In this study, we revealed the molecular network governing the differentiation of CAR T cells into transcriptionally and epigenetically distinct subsets. Using two mouse cancer models with different sensitivities to CAR T-cell therapy, we showed that CD8+ CAR T cells transitioned from the stem-like to effector-like subset in B-cell ALL but developed into exhausted T cells in the solid tumor. By simultaneously profiling transcriptomic and epigenomic analyses in single cells, we demonstrated that lineage-defining TFs were often controlled by exceptionally high numbers of cis-regulatory elements and regulated distinct chromatin states foreshadowing transcriptional changes during T cell differentiation. Different CAR T-cell subsets were governed by distinct gene regulatory networks with TFs as hubs. We showed that FOXP1 was a hub TF in the stem-like network and promoted the antitumor response and stemness of CAR T cells while limiting their transition to the effector-like subset. In contrast, KLF2, a hub TF in the effector-like network, controlled the lineage choice between effector-like and exhausted subsets by driving the effector program and suppressing the exhaustion program. Overall design: CAR T cells isolated from spleen, bone marrow or tumor were sorted for scRNA-Seq or multiome anallysis.

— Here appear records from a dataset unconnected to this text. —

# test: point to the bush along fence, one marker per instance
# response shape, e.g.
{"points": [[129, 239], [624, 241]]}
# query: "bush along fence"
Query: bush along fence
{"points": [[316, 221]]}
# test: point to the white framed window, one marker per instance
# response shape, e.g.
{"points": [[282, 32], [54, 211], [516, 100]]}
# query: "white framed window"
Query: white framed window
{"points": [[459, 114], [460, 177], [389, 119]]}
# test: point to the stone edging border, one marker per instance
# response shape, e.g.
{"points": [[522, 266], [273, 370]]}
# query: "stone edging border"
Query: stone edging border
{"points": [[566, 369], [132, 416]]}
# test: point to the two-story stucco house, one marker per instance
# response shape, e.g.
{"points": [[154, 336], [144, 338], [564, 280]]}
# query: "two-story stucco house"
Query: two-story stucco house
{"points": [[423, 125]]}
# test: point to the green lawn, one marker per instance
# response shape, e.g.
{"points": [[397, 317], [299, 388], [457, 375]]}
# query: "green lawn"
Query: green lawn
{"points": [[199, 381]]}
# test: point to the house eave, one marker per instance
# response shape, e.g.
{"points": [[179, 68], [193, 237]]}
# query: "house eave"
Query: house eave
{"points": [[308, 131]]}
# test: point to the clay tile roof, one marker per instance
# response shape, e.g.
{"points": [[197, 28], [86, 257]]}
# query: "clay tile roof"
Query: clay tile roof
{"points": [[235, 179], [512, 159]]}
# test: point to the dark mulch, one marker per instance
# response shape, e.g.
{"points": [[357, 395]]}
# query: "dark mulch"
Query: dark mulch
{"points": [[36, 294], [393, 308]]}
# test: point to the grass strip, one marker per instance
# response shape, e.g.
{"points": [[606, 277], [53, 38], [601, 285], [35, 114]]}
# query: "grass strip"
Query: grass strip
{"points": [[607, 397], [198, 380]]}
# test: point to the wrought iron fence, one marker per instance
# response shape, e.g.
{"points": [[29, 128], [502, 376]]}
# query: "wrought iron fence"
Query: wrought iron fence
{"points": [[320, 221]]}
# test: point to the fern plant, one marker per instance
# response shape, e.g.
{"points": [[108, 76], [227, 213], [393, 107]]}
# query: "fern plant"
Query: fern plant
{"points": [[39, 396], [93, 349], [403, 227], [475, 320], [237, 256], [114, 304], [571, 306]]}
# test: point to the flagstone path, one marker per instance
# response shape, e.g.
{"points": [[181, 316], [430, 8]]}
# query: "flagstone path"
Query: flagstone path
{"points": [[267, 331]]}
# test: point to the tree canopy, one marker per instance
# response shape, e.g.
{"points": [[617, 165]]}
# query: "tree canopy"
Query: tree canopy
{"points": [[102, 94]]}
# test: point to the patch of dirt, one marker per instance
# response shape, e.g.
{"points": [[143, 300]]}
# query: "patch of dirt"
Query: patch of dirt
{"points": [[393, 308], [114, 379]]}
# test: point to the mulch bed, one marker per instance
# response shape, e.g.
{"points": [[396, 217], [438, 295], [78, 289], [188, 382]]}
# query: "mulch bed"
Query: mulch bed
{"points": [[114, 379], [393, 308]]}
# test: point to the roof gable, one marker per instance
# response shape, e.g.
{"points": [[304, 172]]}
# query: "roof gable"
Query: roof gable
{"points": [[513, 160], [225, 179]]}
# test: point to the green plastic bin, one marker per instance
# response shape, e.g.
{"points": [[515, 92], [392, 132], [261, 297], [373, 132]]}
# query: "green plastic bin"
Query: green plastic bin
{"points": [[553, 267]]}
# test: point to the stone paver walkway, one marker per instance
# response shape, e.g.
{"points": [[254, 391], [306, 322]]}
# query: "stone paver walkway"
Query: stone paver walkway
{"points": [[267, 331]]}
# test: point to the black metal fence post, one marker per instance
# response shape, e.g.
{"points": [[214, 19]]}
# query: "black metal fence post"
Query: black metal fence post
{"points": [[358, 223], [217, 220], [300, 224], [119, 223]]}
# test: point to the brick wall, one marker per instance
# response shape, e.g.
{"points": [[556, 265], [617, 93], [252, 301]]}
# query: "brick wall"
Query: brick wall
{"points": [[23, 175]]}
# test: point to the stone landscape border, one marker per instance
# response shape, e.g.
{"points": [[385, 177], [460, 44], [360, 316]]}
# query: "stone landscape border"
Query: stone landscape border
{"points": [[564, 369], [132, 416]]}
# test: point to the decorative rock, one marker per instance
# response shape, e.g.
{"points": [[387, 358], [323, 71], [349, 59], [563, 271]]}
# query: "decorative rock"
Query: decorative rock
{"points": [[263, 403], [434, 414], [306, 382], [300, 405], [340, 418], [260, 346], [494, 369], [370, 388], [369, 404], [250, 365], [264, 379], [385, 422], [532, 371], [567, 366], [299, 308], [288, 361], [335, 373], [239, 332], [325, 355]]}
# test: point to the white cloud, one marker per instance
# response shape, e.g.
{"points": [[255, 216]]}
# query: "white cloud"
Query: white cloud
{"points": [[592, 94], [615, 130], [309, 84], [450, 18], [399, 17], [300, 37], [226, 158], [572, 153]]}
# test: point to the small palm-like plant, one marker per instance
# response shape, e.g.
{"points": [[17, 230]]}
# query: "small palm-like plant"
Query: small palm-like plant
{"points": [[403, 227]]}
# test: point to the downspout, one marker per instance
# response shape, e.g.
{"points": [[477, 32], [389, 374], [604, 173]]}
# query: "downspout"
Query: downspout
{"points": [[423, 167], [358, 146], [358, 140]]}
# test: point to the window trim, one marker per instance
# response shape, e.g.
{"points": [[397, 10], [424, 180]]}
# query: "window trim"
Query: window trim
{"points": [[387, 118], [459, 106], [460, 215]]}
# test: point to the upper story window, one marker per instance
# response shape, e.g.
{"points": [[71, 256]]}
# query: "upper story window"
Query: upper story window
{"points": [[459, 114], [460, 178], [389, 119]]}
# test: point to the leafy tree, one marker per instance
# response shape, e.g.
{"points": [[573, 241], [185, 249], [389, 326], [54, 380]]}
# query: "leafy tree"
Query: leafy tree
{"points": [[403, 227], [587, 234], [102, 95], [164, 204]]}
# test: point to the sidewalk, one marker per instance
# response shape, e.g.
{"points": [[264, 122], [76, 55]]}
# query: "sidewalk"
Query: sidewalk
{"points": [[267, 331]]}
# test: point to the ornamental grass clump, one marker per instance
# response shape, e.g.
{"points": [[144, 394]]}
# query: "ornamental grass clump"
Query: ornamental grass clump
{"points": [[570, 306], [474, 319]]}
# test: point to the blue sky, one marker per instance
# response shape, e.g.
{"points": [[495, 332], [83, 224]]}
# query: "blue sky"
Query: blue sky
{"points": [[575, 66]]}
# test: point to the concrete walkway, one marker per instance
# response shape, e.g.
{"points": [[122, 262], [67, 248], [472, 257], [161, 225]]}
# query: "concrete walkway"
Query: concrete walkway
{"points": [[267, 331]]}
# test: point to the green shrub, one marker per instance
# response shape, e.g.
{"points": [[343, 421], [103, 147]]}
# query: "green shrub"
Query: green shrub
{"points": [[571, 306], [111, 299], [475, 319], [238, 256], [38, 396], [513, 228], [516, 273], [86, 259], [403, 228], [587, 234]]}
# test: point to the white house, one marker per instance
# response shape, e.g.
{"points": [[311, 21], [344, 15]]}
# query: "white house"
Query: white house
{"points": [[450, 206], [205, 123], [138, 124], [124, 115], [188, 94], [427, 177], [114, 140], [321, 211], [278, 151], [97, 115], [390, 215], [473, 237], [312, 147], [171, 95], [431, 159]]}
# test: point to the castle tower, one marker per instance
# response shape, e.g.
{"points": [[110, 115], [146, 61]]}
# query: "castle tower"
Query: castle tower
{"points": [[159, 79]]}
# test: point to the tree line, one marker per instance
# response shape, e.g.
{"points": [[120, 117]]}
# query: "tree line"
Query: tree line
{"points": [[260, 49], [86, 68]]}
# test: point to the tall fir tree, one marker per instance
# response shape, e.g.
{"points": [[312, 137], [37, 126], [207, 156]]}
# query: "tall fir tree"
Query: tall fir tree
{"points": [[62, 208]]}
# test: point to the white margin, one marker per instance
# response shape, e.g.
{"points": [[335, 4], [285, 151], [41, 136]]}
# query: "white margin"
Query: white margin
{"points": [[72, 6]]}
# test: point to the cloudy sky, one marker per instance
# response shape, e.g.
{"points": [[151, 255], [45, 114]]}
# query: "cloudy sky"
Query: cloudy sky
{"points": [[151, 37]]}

本研究揭示了调控嵌合抗原受体T细胞（CAR T cell）向转录组与表观基因组特征迥异的亚群分化的分子网络。本研究采用两种对CAR T细胞疗法敏感性存在差异的小鼠癌症模型，证实CD8+ CAR T细胞在B细胞急性淋巴细胞白血病（B-cell ALL）模型中可由干细胞样亚群向效应样亚群转化，而在实体瘤模型中则分化为耗竭性T细胞。通过同时开展单细胞转录组与表观基因组联合分析，本研究证实，谱系特异性转录因子（Transcription Factor, TF）通常受数量极多的顺式调控元件（cis-regulatory elements）调控，并可调控独特的染色质状态，该状态可预示T细胞分化过程中的转录组变化。不同CAR T细胞亚群由以转录因子为核心的独特基因调控网络所支配。本研究证实，FOXP1是干细胞样调控网络中的核心转录因子，可增强CAR T细胞的抗肿瘤应答与干细胞干性，同时抑制其向效应样亚群的转化。与之相反，KLF2作为效应样调控网络中的核心转录因子，可通过激活效应程序、抑制耗竭程序，调控效应样亚群与耗竭亚群之间的谱系选择。实验整体设计：从脾脏、骨髓或肿瘤组织中分离的CAR T细胞经分选后，用于单细胞RNA测序（scRNA-Seq）或多组学（multiome）分析。